Creating a set of Animation Images

Each animation image should be exactly the same size -- in this example project the fan images are all exactly 75 pixels square. Here they are, all in fully transparent alpha-blended .png format:

Example Rotating Fan Image, Part 1/3Example Rotating Fan Image, Part 2/3Example Rotating Fan Image, Part 3/3

In this example the three fan images are not only the same size (75 x 75 pixels), but the actual drawings within the image boundaries are in exactly the same location just rotated. If one of the fan images were shifted to the right (for example) you would see horizontal jitter in the animation.

This may be a desired effect, for example if you wish to animate an arrow moving from left to right towards a target. But for many animations you will want to pick a drawing center-point and ensure the various versions of the image are centered on that point within the image boundaries.

Image Formats and Optimizations

All images in SHIPTide need to be pre-scaled to the desired size for the GUI. SHIPTide does not scale images because on small LCD screens generic auto-scaling algorithms rarely produce attractive results. Edges often get very jagged and distorted.

Because of the complexity of creating small images, SHIPTide does not attempt to replace high-end graphics design tools -- you will want to use tools like Adobe Photoshop, Fireworks, or Illustrator to develop your icons, backdrops, and images. You can even use Microsoft PowerPoint to generate some images -- beveled buttons are surprisingly easy to create and export in PowerPoint! Illustrator is particularly powerful as you can create your source images in vector format, scale them well, export them to a fixed size and then use an image editing tool like Photoshop to clean up any residual issues.

Small image and icon creation is an art. Sites like Icojam, IconFinder, DryIcons, and many, many more (browser-search for "icons" and you will see!) feature innumerable talented small-image artists -- many can be contracted to develop your images and ensure you have sufficient legal rights to use them.

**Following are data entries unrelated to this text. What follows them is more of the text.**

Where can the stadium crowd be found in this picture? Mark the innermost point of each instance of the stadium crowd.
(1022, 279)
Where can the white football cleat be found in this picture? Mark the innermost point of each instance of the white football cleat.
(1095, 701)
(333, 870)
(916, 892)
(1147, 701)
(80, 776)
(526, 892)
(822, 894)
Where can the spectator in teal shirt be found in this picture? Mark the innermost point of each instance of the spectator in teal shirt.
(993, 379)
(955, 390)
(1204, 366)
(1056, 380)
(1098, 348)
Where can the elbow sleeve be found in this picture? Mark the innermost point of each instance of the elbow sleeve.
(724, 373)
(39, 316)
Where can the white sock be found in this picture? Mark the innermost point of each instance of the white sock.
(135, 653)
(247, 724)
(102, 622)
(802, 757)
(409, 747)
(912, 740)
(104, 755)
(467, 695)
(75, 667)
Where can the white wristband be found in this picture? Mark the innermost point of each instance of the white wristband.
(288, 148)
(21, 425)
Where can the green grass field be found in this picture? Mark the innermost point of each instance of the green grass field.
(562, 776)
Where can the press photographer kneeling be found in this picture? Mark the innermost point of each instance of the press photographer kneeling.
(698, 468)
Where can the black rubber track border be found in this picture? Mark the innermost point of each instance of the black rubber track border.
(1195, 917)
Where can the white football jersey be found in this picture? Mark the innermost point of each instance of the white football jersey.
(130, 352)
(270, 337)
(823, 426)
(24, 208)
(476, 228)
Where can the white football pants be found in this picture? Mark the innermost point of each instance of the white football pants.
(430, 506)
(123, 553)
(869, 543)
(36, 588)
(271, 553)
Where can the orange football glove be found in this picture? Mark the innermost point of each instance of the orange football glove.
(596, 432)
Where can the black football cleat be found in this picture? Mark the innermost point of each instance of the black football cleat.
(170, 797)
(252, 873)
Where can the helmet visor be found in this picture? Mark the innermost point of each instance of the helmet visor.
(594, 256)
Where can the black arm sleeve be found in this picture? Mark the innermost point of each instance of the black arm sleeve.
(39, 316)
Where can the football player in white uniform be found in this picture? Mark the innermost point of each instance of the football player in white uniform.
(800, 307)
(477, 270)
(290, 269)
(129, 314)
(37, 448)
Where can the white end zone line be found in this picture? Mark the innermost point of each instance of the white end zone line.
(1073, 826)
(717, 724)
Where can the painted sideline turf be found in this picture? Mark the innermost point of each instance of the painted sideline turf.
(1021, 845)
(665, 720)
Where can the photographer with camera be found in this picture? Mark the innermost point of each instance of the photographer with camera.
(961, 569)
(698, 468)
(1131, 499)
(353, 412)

You will typically use .png or .gif images with transparency so that the animation can alpha-blend on top of any background. While the example project uses a fixed color background, you can change this background color or even layer a background image underneath the fan animation and the fan will rotate and "float" over the background with the background showing through the non-blade part of the fan images. Here is the same fan image over top of an image where you can see the underlying image coming through:

AN1001 - A PNG Image with Transparency on a Background

In almost all graphic design tools images can be saved with an 8- or 32-bit color depth, with or without alpha-transparency. Here is a brief chart of the various image formats and their capabilities:

Format Color Depth (Bits) Alpha Transparency
BMP 8,32 No
JPG 24 No
GIF 8 Yes
PNG 8,32 Yes

SHIPTide can read and use all these formats. At Serious we generally prefer 8- or 32-bit PNGs -- PNGs are a superset of the other formats.

Try creating your images with 8-bit color depth (with alpha transparency) and see if there is sufficient color depth to create a viable result -- the memory requirements and access times of these smaller 8-bit images are generally advantageous in your runtime GUI environment. For even more speed-sensitive applications, you can pre-blend the image(s) onto the single desired background and save the image as a non-transparent png/gif/jpg/bmp. These image, while not as flexible since they cannot be dropped on top of various backgrounds, will have no transparency channel and will not require run-time alpha blending -- a faster and simpler operation.

In SHIPTide, look in the Project Resources pane and find the three fan images. Click on one of them and examine the properties of the image in the Properties pane:

AN1001 - Examining an Image

Grouping the Images

The three fan images, instead of being placed flat in the resources/images area, are placed in a named group. Exploring the project in SHIPTide the group looks like this:

AN1001 - Grouped Images

When you group resources like this, you can now use the getChildCount() function in Sail to easily select and assign each of the images in turn to a container at a beat rate driven by a timer.